This is my first review of any of the Tek4 line from Ryobi. So far, I’m impressed. Yes, it’s a consumer brand, but this laser has some pretty cool pro features at a fraction of the cost of a professional laser tool.
That being said, the first thing I do when I take a new tool out of the box is see if I can figure out how it works, where the battery goes, etc. – without cracking open the instructions. This was the first time I was stumped and had to take a quick glance to find out how to disassemble the outer shell from the inner workings to locate the battery compartment. After using the laser though, I can see why the compartment had to be buried, as it were. From there on out, it’s been a pretty simple tool to understand.
Starting with the basics, this tool has self-leveling horizontal and vertical lines, as well as plumb points top and bottom. It comes with everything in the picture – laser, battery (obviously inside the tool), wall charger, and soft belt case.

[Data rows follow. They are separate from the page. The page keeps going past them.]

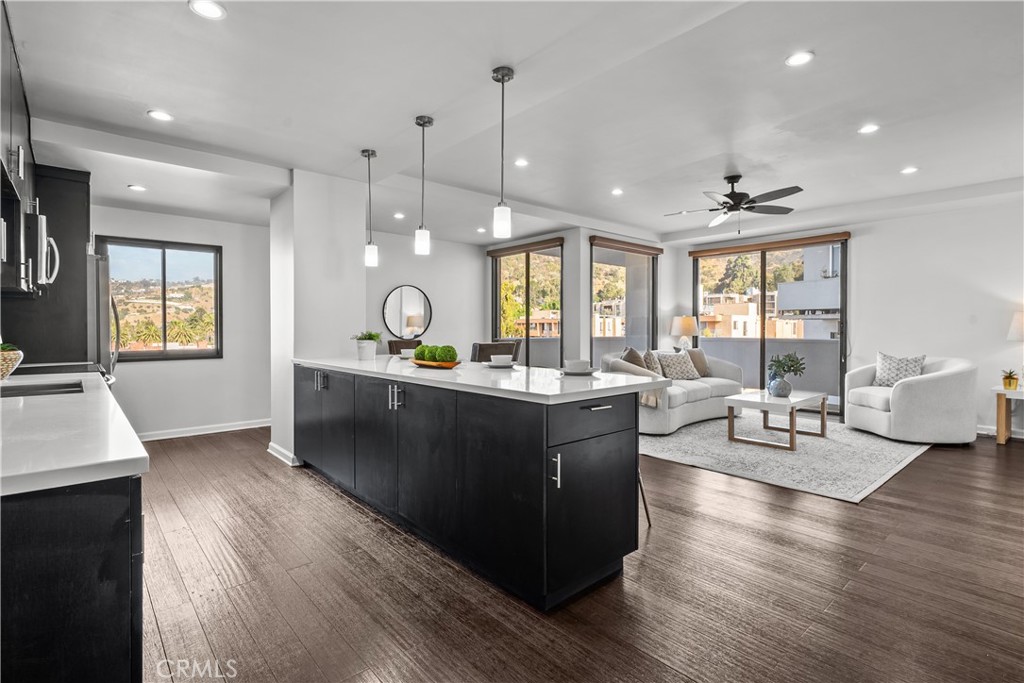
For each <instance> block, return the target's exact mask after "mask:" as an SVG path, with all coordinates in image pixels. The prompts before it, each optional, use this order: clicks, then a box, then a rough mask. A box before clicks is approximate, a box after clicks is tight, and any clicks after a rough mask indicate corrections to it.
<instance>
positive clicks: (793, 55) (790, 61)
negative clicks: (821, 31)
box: [785, 50, 814, 67]
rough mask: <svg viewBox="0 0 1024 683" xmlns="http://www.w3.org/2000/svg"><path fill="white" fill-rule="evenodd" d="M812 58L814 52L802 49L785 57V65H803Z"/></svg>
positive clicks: (790, 66) (786, 66)
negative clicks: (798, 51) (811, 51)
mask: <svg viewBox="0 0 1024 683" xmlns="http://www.w3.org/2000/svg"><path fill="white" fill-rule="evenodd" d="M813 58H814V52H811V51H810V50H802V51H800V52H794V53H793V54H791V55H790V56H787V57H786V58H785V66H786V67H803V66H804V65H806V63H807V62H808V61H810V60H811V59H813Z"/></svg>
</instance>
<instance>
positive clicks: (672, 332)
mask: <svg viewBox="0 0 1024 683" xmlns="http://www.w3.org/2000/svg"><path fill="white" fill-rule="evenodd" d="M669 334H671V335H672V336H673V337H679V348H690V347H691V346H692V345H693V344H692V343H691V342H690V338H691V337H695V336H697V335H698V334H700V330H699V329H697V318H695V317H694V316H692V315H676V316H675V317H673V318H672V330H671V331H670V332H669Z"/></svg>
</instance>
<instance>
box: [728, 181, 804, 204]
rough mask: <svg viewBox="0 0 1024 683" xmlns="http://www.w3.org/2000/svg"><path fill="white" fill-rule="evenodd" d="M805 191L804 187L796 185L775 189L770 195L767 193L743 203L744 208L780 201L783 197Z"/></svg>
mask: <svg viewBox="0 0 1024 683" xmlns="http://www.w3.org/2000/svg"><path fill="white" fill-rule="evenodd" d="M802 191H804V188H803V187H798V186H797V185H794V186H793V187H782V188H781V189H773V190H772V191H770V193H765V194H764V195H758V196H757V197H752V198H751V199H749V200H746V201H745V202H743V206H750V205H751V204H761V203H762V202H771V201H773V200H780V199H782V198H783V197H788V196H790V195H796V194H797V193H802Z"/></svg>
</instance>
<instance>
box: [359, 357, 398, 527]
mask: <svg viewBox="0 0 1024 683" xmlns="http://www.w3.org/2000/svg"><path fill="white" fill-rule="evenodd" d="M395 386H397V384H396V383H394V382H389V381H387V380H382V379H377V378H375V377H364V376H361V375H358V376H356V377H355V493H356V494H358V495H359V497H360V498H362V499H364V500H366V501H367V502H368V503H371V504H373V505H375V506H378V507H379V508H380V509H381V510H383V511H385V512H394V511H395V507H396V505H397V502H398V420H397V418H398V412H397V411H396V410H394V408H393V391H394V387H395Z"/></svg>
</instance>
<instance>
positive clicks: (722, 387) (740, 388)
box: [696, 377, 743, 398]
mask: <svg viewBox="0 0 1024 683" xmlns="http://www.w3.org/2000/svg"><path fill="white" fill-rule="evenodd" d="M696 381H697V382H700V384H706V385H708V386H710V387H711V395H712V398H715V397H718V396H731V395H732V394H734V393H742V391H743V387H742V385H741V384H740V383H739V382H736V381H735V380H728V379H726V378H724V377H701V378H700V379H699V380H696Z"/></svg>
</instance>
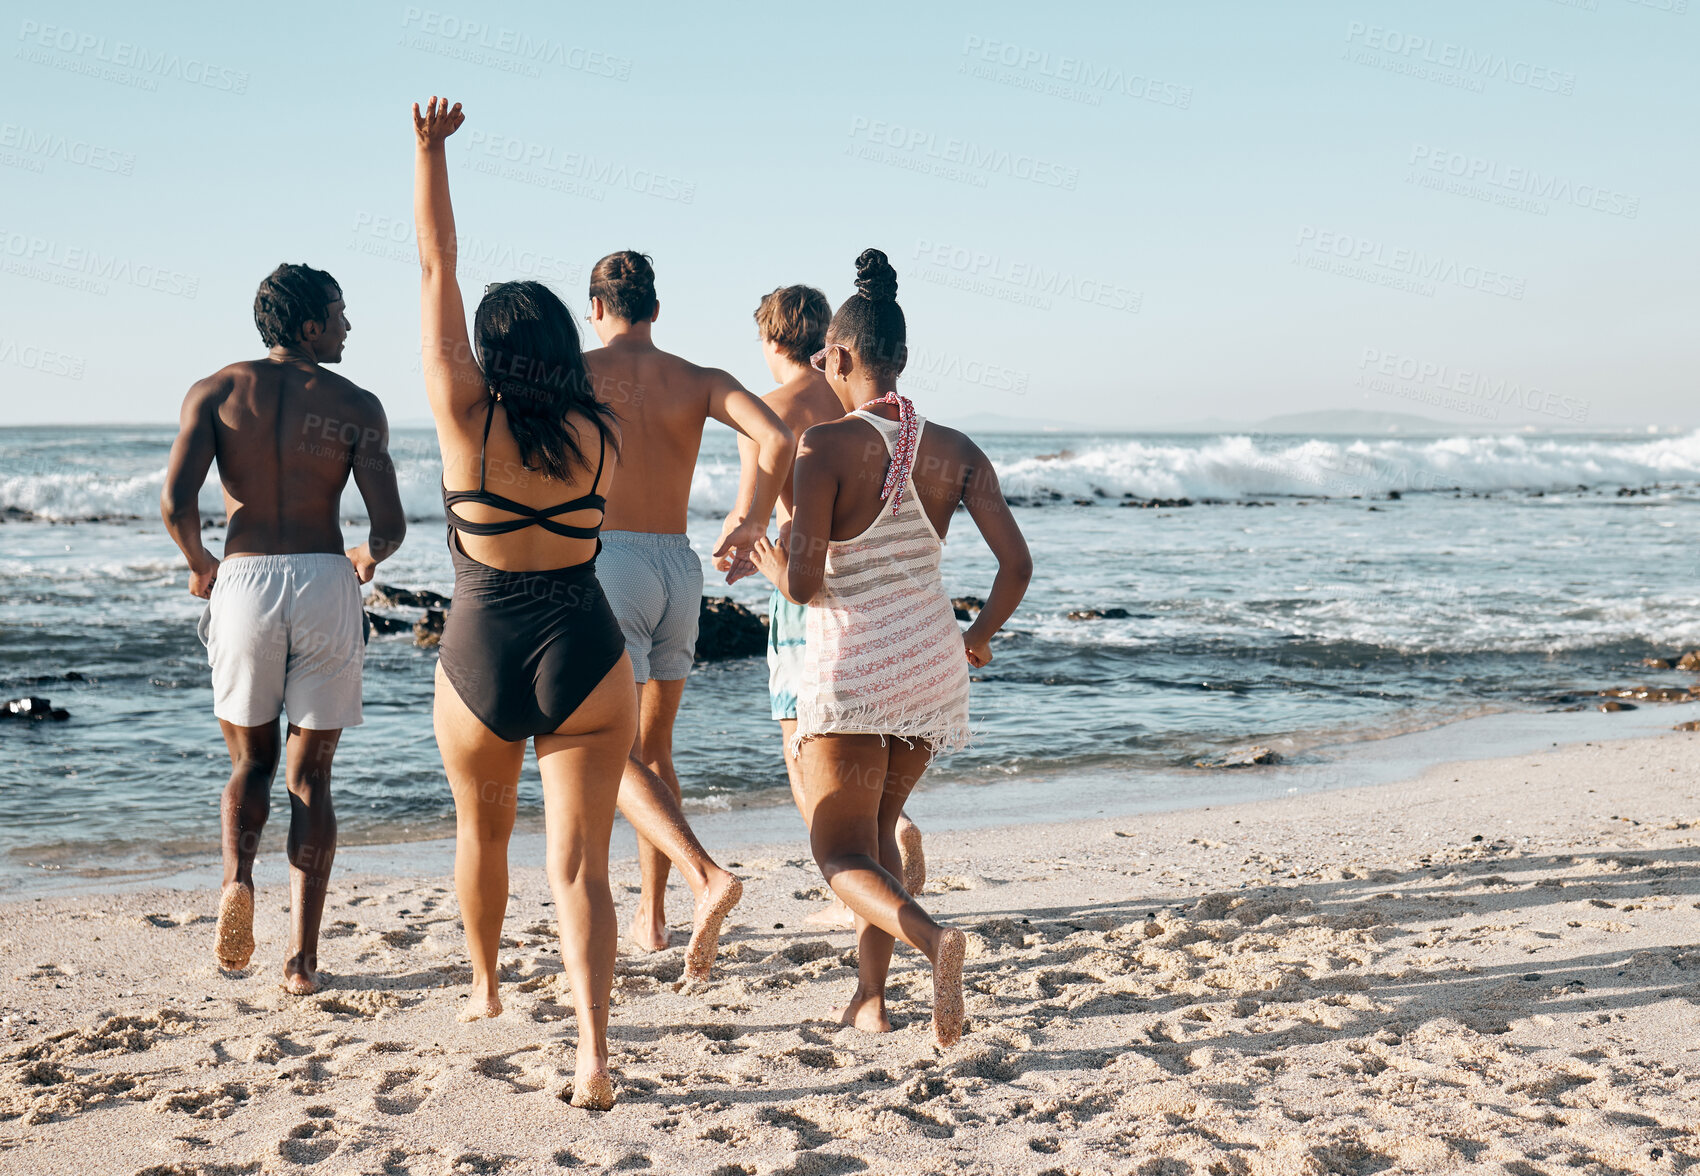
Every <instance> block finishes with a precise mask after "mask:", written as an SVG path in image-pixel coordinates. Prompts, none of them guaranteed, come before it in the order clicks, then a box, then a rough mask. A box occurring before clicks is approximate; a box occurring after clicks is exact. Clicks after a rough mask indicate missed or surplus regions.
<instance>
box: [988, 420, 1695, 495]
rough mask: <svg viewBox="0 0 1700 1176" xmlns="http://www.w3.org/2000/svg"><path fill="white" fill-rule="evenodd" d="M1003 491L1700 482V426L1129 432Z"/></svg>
mask: <svg viewBox="0 0 1700 1176" xmlns="http://www.w3.org/2000/svg"><path fill="white" fill-rule="evenodd" d="M998 476H1000V478H1001V481H1003V489H1005V493H1006V495H1034V493H1039V491H1042V489H1054V491H1057V493H1063V495H1069V496H1090V495H1093V493H1095V491H1100V489H1102V491H1103V493H1107V495H1110V496H1115V498H1120V496H1122V495H1134V496H1139V498H1244V496H1248V495H1328V496H1350V495H1374V493H1385V491H1389V489H1399V491H1423V489H1450V488H1453V486H1457V488H1462V489H1482V491H1484V489H1559V488H1574V486H1578V484H1586V486H1601V484H1606V486H1618V484H1629V486H1644V484H1647V483H1656V481H1693V479H1700V432H1697V433H1688V435H1683V437H1657V438H1647V440H1601V438H1583V437H1578V438H1569V437H1518V435H1511V437H1445V438H1435V440H1414V438H1397V440H1392V438H1375V440H1348V438H1338V440H1336V438H1311V440H1300V438H1285V437H1256V438H1255V437H1248V435H1238V437H1209V438H1200V440H1198V442H1173V440H1125V442H1100V444H1091V445H1090V447H1085V449H1081V450H1078V452H1068V450H1064V452H1063V454H1061V455H1046V457H1023V459H1020V461H1013V462H1006V464H1003V466H1001V467H1000V469H998Z"/></svg>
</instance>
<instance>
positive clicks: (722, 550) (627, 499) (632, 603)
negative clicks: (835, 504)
mask: <svg viewBox="0 0 1700 1176" xmlns="http://www.w3.org/2000/svg"><path fill="white" fill-rule="evenodd" d="M660 314H661V302H660V299H658V297H656V292H655V269H653V267H651V265H649V258H648V257H644V255H643V253H636V252H632V250H622V252H619V253H609V255H607V257H604V258H602V260H600V262H597V265H595V269H593V270H592V274H590V325H592V328H593V330H595V331H597V338H598V340H602V347H600V348H597V350H593V352H587V353H585V364H587V365H588V367H590V377H592V381H593V382H595V386H597V396H598V398H600V399H604V401H605V403H609V404H612V406H614V411H615V413H619V418H621V461H619V467H617V469H619V471H621V472H619V478H617V481H615V491H614V493H612V495H610V496H609V506H607V513H605V515H604V523H602V554H600V556H598V557H597V578H598V580H600V581H602V586H604V591H605V593H607V596H609V603H610V605H612V607H614V615H615V617H617V619H619V624H621V632H622V634H624V637H626V653H627V654H629V656H631V659H632V673H634V678H636V683H638V739H636V743H634V744H632V755H631V760H629V761H627V763H626V777H624V780H622V782H621V812H624V814H626V819H627V821H631V824H632V828H634V829H636V831H638V865H639V870H641V875H643V894H641V897H639V901H638V913H636V916H634V918H632V923H631V928H629V931H627V938H629V940H631V941H632V945H634V947H638V948H639V950H643V952H658V950H661V948H665V947H666V945H668V941H670V936H668V930H666V906H665V904H666V875H668V867H670V863H672V865H678V868H680V874H683V875H685V882H687V884H689V885H690V889H692V894H694V896H695V906H697V909H695V918H694V933H692V943H690V948H689V950H687V960H685V969H687V974H690V975H702V974H706V970H707V964H709V960H712V955H714V943H716V940H717V936H719V923H721V919H724V918H726V911H729V909H731V907H733V904H736V902H738V897H740V894H741V892H743V885H741V884H740V882H738V879H734V877H733V875H731V874H728V872H726V870H723V868H721V867H719V865H716V863H714V860H712V858H709V855H707V851H706V850H704V848H702V843H699V841H697V838H695V834H694V833H692V831H690V826H689V824H687V823H685V817H683V811H682V809H680V797H682V794H680V787H678V775H677V773H675V772H673V719H675V717H677V715H678V704H680V698H682V697H683V693H685V675H689V673H690V663H692V661H694V654H695V646H697V615H699V610H700V608H702V561H700V559H699V556H697V552H694V551H692V549H690V542H689V539H687V537H685V517H687V508H689V505H690V479H692V476H694V472H695V469H697V450H699V449H700V445H702V428H704V425H706V423H707V421H709V418H714V420H717V421H721V423H723V425H728V427H731V428H733V430H736V432H738V433H741V435H743V437H746V438H750V442H751V452H750V455H748V457H746V459H745V469H746V471H748V478H750V481H751V486H753V489H751V495H750V498H748V503H750V510H748V512H734V513H733V515H729V517H728V518H726V525H724V527H723V529H721V539H719V544H717V546H716V549H714V556H716V557H721V556H724V554H731V552H748V551H750V549H753V546H755V542H757V540H758V539H762V537H763V535H765V534H767V518H768V515H770V513H772V510H774V500H775V498H777V496H779V486H780V483H782V481H784V479H785V478H787V476H789V474H791V461H792V455H794V452H796V440H794V438H792V435H791V430H789V428H785V425H784V423H782V421H780V420H779V416H775V415H774V411H772V410H768V408H767V406H765V404H763V403H762V399H760V398H757V396H753V394H751V393H748V391H745V387H743V384H740V382H738V381H736V379H733V377H731V376H729V374H728V372H723V370H719V369H714V367H699V365H697V364H692V362H689V360H683V359H680V357H678V355H670V353H668V352H663V350H661V348H660V347H656V345H655V342H653V338H651V326H653V325H655V321H656V318H658V316H660ZM658 785H660V787H658Z"/></svg>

Operation is simple – depress the button on top to cycle through the lines. Press again to turn the unit off.
There’s a threaded socket on the bottom for mounting the laser to a tripod (or in this case a simple light stand) and shooting plumb points on the ceiling and floor.
Another nice touch is the rough and fine-tuning ability built into the case. A small lever on the side of the tool allows you to position the laser a couple of inches higher within the outer shell.
This was the clunkiest action of the laser. It takes a little getting used to with regard to positioning your thumb or finger to activate the lever. This is also how you access the battery compartment, by the way. However, if that is indeed its biggest sin, I can certainly live with it (especially at the pricepoint!)
The knob on top allows for fine tuning the final position of the lines, which operated for me with no problem.
The self-leveling feature rocks. The laser has a 5 degree angle of latitude. Tip it too far and the tool warns you with a blinking light first, then the laser turns off until it’s within the tolerance again. Basically, it keeps you honest.
I used it first to align and plumb a partition wall and it was dead on. Technically, it’s accurate within .04″ at 100 feet – that’s perfectly acceptable to me. The lines and points are bright and easy to see.
I haven’t tested battery life yet, but if it holds true to the Tek4 line, it should be more than acceptable. I welcome any stories you may have (good or bad) with regard to the batteries in this line.
Of course, the main selling point of these tools is that the battery is interchangeable. The manufacturer wants you to get comfortable enough with the line so that you’ll continue to purchase the Tek4 as a matter of simple convenience. In a way, that keeps them on their toes, since they understand a misstep in quality could switch your brand loyalty quickly. With this tool, Ryobi has not disappointed me. I wouldn’t attempt to drive a truck over the plastic housing, but it will certainly stand up to use around a DIYer’s home – even a pro could make good use of this on a job site if cared for properly.
At a fraction of the cost of pro tools that provide the same functionality, the Tek4 laser from Ryobi gets a gold star from me.